Commentary

MoPub Gives Twitter $24M In Q4, Still About 5% Of Overall Revenue

Twitter released its Q4 2014 earnings on Thursday, reporting advertising revenue of $432 million, nearly double what it was one year ago. And mobile ad revenue made up 88% of that $432 million (about $380 million).

But how much of a factor was MoPub, the mobile ad exchange Twitter acquired for $350 million in late September? Midway through 2014, MoPub was growing a bit faster than people expected, and it was projected to account for roughly 5% of Twitter’s total revenue on the year as a whole.

Estimates suggest that's exactly what it did. Twitter said on its earnings call that their exchange business doubled year-over-year, “so if last year 4Q was $12mm, then this quarter it is $24mm, which would be around 5% of total,” remarked Brian Wieser, senior analyst at Pivotal Research.

Twitter's 2014 revenue was about $1.4 billion. About 5% of that would be $70 million. Initial estimates projected MoPub to account for anywhere between $56 million and $67 million.

The $70 million figure is just an estimate (Twitter didn't disclose exact figures surrounding MoPub's revenue), but since MoPub had been about 5% of Twitter's total revenue all year -- and since Wieser's math notes that it was about 5% again in Q4 -- the $70 million figure seems fair. It seems that at worst, MoPub's revenue landed somewhere within projections. 

The fact MoPub’s business is growing with Twitter’s is encouraging, and Twitter isn’t sleeping on the ad exchange.
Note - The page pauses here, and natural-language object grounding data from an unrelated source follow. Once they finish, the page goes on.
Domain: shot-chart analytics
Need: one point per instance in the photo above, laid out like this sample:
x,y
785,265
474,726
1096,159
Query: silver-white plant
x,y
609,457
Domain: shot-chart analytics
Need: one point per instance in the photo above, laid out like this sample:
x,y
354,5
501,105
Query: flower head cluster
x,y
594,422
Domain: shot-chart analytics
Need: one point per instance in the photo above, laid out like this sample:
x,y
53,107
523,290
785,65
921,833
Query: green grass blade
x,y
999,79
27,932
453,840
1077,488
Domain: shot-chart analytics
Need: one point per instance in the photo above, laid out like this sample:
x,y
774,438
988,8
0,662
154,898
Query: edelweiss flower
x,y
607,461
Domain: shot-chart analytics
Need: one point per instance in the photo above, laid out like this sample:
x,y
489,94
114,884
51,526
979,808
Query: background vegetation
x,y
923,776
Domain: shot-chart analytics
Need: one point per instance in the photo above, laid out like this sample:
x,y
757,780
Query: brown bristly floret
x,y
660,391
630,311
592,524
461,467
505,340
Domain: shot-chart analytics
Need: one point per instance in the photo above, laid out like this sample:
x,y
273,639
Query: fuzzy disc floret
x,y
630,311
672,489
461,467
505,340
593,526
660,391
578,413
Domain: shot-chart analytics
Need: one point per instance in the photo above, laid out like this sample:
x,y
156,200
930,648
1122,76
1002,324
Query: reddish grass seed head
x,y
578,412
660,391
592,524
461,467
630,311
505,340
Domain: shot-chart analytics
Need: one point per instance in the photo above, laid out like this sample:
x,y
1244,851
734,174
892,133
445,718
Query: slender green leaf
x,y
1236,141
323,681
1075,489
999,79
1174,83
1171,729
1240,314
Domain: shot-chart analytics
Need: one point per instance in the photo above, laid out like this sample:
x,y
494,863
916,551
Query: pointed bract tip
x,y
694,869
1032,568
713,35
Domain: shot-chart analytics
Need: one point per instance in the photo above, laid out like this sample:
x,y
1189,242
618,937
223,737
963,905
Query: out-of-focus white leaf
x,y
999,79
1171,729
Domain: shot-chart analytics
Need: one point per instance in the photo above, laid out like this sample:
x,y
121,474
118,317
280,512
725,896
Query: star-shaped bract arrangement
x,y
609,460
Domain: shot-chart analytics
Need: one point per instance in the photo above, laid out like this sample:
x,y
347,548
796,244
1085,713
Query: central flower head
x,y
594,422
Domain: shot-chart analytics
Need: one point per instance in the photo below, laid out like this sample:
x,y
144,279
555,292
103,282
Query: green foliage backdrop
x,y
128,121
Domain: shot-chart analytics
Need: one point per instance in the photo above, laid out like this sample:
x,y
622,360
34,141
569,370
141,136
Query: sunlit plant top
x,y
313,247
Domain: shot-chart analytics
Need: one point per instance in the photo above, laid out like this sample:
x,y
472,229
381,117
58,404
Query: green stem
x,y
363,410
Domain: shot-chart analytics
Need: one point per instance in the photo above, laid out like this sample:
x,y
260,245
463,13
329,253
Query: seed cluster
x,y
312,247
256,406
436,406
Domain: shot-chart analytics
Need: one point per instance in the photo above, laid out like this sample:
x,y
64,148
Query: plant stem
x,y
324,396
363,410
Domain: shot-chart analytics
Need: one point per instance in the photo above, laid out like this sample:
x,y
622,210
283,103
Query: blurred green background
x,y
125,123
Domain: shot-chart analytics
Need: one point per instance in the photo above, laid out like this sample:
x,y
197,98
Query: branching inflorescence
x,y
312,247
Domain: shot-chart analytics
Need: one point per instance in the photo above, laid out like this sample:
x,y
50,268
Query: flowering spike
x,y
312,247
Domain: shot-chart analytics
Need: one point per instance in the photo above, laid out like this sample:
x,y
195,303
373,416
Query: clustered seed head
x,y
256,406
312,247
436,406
In its report, Twitter notes that last quarter it held its first mobile developer conference, where it unveiled monetization offerings through MoPub, among other things.

Twitter also recently rolled out its new developer platform, Fabric, to allow programmers to build and distribute apps, which can then be monetized via MoPub.

“By providing a ‘foundation’ for developer initiatives, [Twitter CEO Dick] Costolo said Fabric -- in unison with its MoPub ad-serving platform -- presented ‘enormous’ monetization opportunities,” wrote Social Media and Marketing Daily earlier this week in a piece covering Twitter’s plans to expand its Promoted Tweets offering.

MoPub continues to strike new partnerships as well, such as an integration with Marin announced earlier this week and a native-focused deal inked with Thinknear just last week.